Perhaps you should taboo “rationalize”, so I can see if you have a precise and consistent unpacking for that term—as far as I can see, your definition for it appears much more vague, broad, and less technical than my own.
I have a very narrow and precise meaning in mind for it, and if I substitute it into your comment, your comment appears nonsensical, in the manner of tree/forest/sound arguments with an alternate expansion of “sound”.
I don’t think either of us care enough to bother with that just now. For my part (as is rather common) I was just backing up some other guy on a specific point and mostly agree with you.

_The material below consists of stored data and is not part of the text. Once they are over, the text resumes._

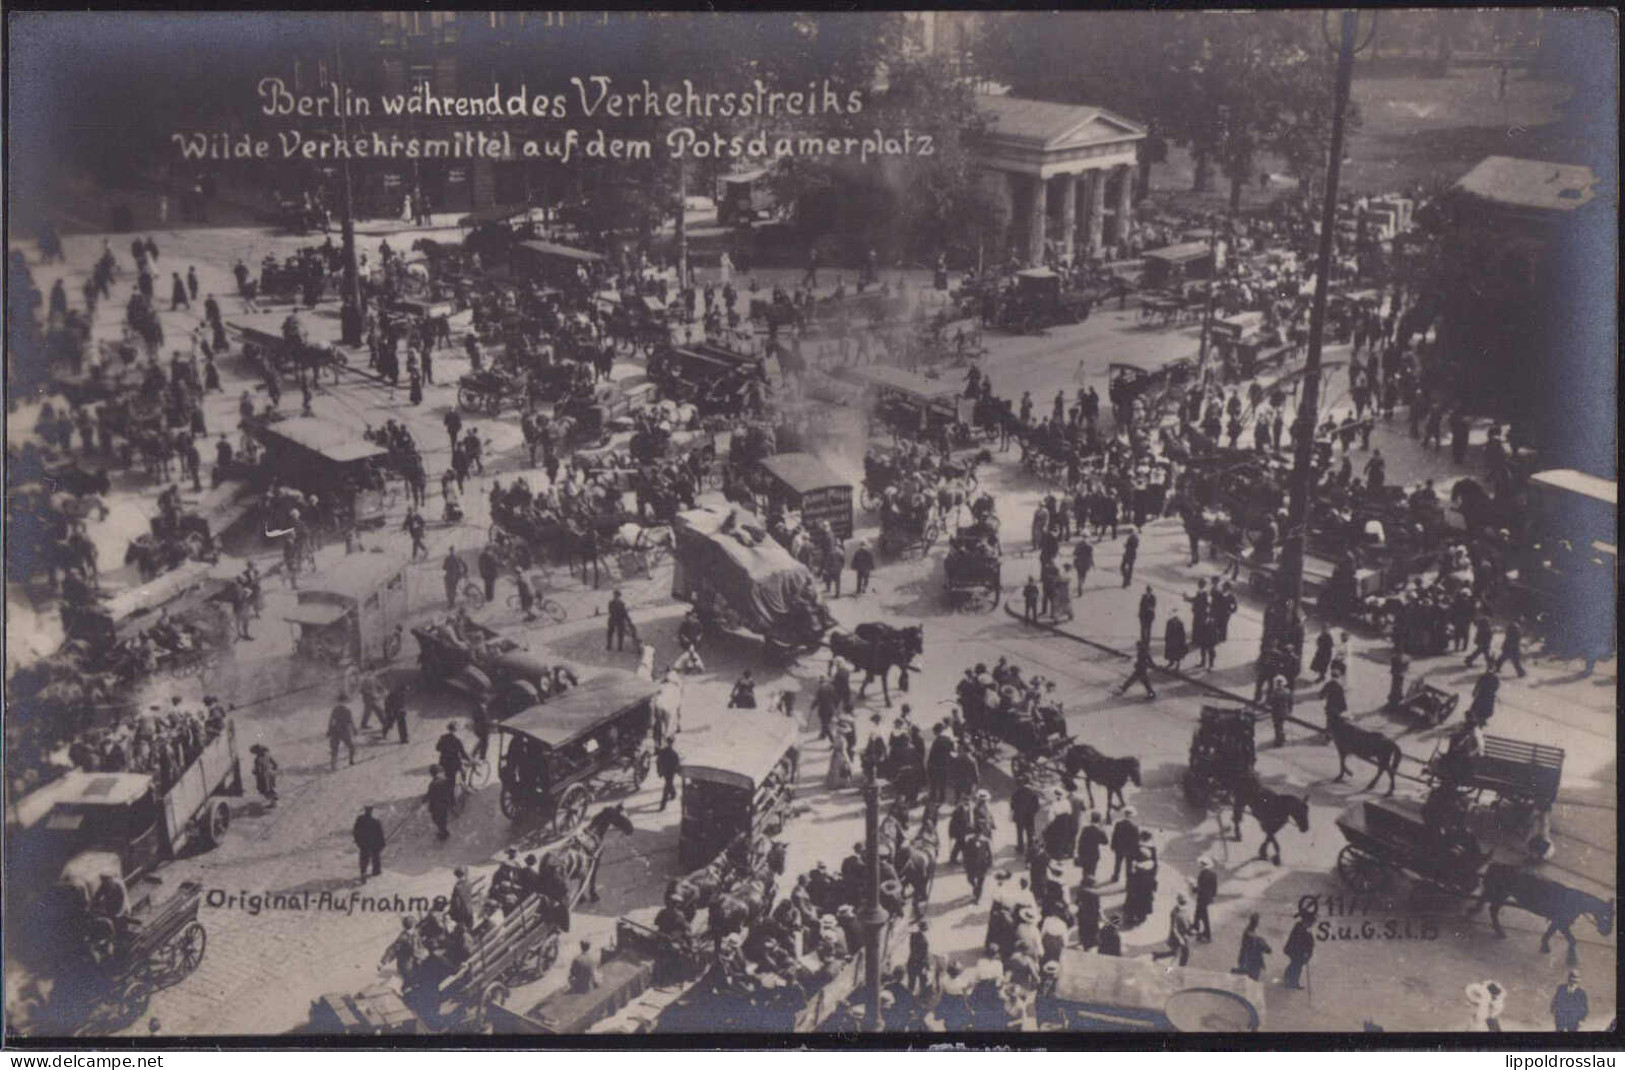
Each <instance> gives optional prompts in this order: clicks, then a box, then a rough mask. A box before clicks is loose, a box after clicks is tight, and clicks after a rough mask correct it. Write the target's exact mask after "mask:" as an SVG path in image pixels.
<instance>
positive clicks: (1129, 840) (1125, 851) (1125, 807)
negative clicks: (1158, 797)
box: [1107, 807, 1139, 883]
mask: <svg viewBox="0 0 1625 1070" xmlns="http://www.w3.org/2000/svg"><path fill="white" fill-rule="evenodd" d="M1137 854H1139V826H1137V824H1134V808H1133V807H1124V808H1123V816H1121V818H1118V823H1116V824H1115V826H1111V855H1113V859H1115V862H1113V863H1111V876H1110V878H1108V881H1107V883H1116V880H1118V875H1120V873H1123V872H1124V870H1126V868H1128V865H1129V862H1133V860H1134V859H1136V857H1137Z"/></svg>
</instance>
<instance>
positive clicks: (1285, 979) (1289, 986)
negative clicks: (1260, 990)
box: [1280, 909, 1315, 989]
mask: <svg viewBox="0 0 1625 1070" xmlns="http://www.w3.org/2000/svg"><path fill="white" fill-rule="evenodd" d="M1313 922H1315V914H1313V912H1310V911H1303V909H1298V916H1297V919H1295V920H1293V924H1292V932H1290V933H1287V945H1285V948H1284V950H1285V953H1287V972H1285V974H1284V976H1282V979H1280V982H1282V984H1284V985H1285V987H1289V989H1302V987H1303V985H1302V984H1298V981H1300V979H1302V977H1303V968H1305V966H1308V961H1310V959H1311V958H1315V933H1313V930H1310V925H1311V924H1313Z"/></svg>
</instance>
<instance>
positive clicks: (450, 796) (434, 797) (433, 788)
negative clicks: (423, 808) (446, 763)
mask: <svg viewBox="0 0 1625 1070" xmlns="http://www.w3.org/2000/svg"><path fill="white" fill-rule="evenodd" d="M424 802H426V803H427V805H429V820H431V821H434V837H436V839H450V837H452V829H450V821H452V805H453V803H455V802H457V792H455V789H453V787H452V781H450V779H447V776H445V772H444V771H442V769H440V766H432V768H431V769H429V790H427V794H426V795H424Z"/></svg>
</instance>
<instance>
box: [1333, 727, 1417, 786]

Where (I think) there may be potential for an interesting discussion in the future is just how often the ‘negative’ emotional adaptions apply to (even) the current environment. Less, obviously, than the EEA but I think we would disagree in how much the ‘negative stuff’ applies here and now. I also suggest a relevant selection effect. We pay attention to the consequences of things like anger, rationalization, denial and even (though I’m extremely hesitant to conceede this one) shame mostly when they are maladaptive. When they are actually working to benefit us we don’t think about them (or bother to go get help from mind hacking instructors).
As you say, it is the sort of thing where precise definition of the terms is necessary. When (and if) I choose (get around) to publishing any of the rough drafts of posts I have laying around there are a couple that touch on this kind of area and I have no doubt you could provide a useful critique!